You can replace `None`s with appropriate variables or operations.


In [None]:
def grad(x, y, yhat):
    """
    Compute gradient of loss function
        Args:
            x: independent variables, a 1-D numpy array
            y: true value, a 1-D numpy array
            yhat: model predicted value, a 1-D numpy array
        Returns:
            dw: dL/dw, a scalar
            db: dL/db, a scalar
    """
    ### START CODE HERE ### (≈ 2 lines of code)
    dw = None  # dL/dw
    db = None  # dL/db
    ### END CODE HERE ###

    return dw, db

# Optimization
### START CODE HERE ### (≈ 7 lines of code)
num_iters = None
learning_rate = None
losses = []  # storage for loss at each iteration
for i in range(num_iters):
    pred = None
    dw, db = None
    w = None
    b = None
    loss = None
    print(f"loss @ {i+1} iteration: {loss}")
    # print(f"w = {w}, b = {b}")  # uncomment this line if need to debug
    losses.append(loss)
### END CODE HERE ###

# To visualize changing of the loss
plt.xlabel("Iteration")
plt.ylabel("MSE loss")
plt.plot(losses)


## 5 - Test the Model
The model was trained in the previous steps. Now, let's test the model with a new set of data.

#### $\color{violet}{\textbf{(10\%) Exercise 5: Test Model with New Data}}$


In [None]:
# Load test data
X_test = np.load("years_test.npy") / 10  # rescale to per decade
y_test = np.load("prices_test.npy") / 1e4  # rescale to per $10,000
print(f"There are {X_test.shape[0]} samples in the test dataset.")

# You'll need to calculate mse loss of the model on the test data
### START CODE HERE ### (≈ 2 lines of code)
pred_test = None
loss_test = None
### END CODE HERE ###
print(f"MSE prediction error on test data: {loss_test}")

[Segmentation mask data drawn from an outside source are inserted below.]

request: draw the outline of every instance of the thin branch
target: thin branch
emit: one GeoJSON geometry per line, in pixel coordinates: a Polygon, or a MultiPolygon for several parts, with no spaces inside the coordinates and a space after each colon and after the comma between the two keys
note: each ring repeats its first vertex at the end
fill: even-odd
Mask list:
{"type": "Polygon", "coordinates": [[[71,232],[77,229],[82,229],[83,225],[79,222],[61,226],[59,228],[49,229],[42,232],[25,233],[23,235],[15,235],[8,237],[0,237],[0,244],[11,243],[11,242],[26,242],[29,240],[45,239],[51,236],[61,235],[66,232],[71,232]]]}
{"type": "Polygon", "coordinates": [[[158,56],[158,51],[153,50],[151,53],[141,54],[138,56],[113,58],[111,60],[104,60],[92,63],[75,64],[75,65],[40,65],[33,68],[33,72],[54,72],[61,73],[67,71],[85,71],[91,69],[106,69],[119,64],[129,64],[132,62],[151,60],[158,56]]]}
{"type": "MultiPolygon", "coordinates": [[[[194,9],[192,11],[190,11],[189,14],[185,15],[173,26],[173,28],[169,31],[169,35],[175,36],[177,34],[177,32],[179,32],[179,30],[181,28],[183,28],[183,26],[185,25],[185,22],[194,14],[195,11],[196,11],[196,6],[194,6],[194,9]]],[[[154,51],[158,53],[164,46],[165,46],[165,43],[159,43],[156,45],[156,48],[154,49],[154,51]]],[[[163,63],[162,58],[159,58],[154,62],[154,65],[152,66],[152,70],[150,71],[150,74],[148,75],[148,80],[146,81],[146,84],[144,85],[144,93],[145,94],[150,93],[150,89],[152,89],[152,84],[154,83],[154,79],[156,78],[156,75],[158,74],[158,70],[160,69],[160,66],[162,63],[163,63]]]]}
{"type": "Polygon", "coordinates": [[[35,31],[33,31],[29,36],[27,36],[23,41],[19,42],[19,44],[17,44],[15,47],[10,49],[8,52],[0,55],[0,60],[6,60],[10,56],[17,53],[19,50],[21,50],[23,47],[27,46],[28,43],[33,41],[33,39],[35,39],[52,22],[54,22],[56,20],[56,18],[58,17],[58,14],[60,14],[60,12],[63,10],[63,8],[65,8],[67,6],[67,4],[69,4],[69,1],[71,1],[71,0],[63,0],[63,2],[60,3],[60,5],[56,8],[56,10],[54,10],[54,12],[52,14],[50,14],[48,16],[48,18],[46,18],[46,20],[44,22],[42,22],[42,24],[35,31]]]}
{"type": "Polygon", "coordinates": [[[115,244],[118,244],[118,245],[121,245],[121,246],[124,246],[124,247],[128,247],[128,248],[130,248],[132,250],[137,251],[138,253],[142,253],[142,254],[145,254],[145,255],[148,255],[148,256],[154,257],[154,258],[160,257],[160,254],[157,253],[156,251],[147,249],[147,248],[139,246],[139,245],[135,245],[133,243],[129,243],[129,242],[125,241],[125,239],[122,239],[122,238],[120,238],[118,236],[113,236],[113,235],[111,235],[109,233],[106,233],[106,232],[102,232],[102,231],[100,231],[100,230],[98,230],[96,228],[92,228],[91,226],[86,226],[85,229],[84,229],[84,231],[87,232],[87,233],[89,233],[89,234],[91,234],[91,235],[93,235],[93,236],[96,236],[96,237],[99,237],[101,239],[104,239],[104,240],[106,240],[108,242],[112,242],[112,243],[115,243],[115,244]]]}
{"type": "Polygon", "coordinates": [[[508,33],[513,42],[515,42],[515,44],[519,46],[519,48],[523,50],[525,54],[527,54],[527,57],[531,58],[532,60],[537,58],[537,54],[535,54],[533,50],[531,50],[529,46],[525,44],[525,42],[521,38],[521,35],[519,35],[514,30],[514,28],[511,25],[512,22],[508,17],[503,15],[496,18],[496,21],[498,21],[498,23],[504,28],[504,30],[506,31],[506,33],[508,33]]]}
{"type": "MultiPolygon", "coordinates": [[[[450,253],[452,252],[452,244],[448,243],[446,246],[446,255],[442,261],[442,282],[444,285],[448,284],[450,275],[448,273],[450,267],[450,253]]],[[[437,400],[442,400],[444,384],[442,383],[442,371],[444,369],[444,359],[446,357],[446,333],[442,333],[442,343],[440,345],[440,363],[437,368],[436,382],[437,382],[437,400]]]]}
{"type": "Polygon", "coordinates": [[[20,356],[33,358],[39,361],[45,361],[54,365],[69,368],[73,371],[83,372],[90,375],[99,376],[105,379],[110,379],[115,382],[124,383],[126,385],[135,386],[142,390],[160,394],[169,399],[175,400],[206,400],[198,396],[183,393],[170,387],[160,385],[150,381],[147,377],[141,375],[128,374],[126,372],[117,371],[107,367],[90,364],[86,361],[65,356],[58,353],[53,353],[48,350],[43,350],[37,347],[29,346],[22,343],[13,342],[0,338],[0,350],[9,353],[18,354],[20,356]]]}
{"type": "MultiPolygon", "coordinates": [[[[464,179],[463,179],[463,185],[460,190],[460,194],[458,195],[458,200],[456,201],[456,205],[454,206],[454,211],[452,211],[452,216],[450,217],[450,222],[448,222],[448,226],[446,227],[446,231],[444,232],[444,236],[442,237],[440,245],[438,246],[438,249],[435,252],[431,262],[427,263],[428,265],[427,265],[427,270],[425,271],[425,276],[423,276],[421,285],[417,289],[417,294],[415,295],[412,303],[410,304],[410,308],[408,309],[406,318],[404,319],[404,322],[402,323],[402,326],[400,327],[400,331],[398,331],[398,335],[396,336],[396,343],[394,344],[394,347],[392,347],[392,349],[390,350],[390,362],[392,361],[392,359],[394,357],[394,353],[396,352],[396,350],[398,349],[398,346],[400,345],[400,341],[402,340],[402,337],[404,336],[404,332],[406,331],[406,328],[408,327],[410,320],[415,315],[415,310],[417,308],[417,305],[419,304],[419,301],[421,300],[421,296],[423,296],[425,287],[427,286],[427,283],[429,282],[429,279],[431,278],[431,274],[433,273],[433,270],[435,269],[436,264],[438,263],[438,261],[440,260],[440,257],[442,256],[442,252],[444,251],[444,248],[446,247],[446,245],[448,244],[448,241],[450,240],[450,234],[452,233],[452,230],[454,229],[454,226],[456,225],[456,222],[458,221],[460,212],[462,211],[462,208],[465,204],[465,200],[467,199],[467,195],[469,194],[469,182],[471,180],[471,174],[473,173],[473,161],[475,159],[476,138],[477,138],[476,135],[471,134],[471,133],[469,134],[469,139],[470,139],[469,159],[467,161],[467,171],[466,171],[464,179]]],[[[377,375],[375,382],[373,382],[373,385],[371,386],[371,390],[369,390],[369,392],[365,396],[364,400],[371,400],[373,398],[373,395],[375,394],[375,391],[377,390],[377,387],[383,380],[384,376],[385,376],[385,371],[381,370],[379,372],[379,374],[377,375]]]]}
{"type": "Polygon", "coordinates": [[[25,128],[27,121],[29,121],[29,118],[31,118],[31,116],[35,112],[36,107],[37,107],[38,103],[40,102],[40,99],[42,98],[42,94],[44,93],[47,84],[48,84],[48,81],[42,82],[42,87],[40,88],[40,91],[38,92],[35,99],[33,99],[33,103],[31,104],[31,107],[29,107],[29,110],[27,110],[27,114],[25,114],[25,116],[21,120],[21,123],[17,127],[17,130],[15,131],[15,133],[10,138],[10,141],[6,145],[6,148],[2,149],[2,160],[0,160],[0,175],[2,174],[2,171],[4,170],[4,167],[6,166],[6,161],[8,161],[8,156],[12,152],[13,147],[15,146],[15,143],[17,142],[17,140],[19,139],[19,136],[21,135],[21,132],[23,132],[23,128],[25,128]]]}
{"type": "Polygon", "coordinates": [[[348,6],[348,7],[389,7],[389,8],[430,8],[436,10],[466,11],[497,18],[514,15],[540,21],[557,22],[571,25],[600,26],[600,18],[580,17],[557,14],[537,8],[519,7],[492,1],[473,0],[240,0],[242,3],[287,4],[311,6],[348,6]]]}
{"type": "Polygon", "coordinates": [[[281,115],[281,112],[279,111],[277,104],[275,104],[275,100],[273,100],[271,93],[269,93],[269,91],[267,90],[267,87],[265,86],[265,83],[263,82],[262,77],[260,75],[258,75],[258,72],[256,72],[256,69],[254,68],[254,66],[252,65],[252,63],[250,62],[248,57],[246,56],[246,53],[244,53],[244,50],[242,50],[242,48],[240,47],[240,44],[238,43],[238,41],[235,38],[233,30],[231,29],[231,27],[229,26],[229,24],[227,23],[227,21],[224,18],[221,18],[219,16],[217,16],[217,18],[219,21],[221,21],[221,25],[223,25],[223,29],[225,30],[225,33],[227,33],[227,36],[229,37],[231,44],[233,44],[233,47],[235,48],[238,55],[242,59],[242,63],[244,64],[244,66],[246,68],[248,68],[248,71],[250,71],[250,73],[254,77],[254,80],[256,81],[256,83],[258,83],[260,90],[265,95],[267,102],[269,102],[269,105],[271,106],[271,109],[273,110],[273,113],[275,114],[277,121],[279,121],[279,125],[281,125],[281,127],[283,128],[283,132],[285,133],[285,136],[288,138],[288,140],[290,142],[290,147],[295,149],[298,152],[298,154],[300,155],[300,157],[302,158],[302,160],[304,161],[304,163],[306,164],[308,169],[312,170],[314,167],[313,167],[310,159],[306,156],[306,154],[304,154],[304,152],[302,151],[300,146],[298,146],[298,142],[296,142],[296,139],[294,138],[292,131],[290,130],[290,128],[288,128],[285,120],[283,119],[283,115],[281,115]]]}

# To visualize the model for how it fits to the test data
plt.xlabel("Age (decades)")
plt.ylabel("Price ($10,000)")
plt.plot(X_test, y_test, 'o')
plt.plot([0, 5], forward(w, b, np.array([0, 5])), 'r')

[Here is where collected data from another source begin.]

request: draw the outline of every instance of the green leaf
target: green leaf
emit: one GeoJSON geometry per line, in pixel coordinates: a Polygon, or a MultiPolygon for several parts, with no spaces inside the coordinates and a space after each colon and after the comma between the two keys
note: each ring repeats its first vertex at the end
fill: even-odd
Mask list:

You may observe that the model did somehow catch the relationship between ages and prices of the cars. However, it does not make sense to predict negative price for the cars older than 3 decades. We'll investigate approaches to avoid this in the future.  

# Congratulations! You have finished this assignment!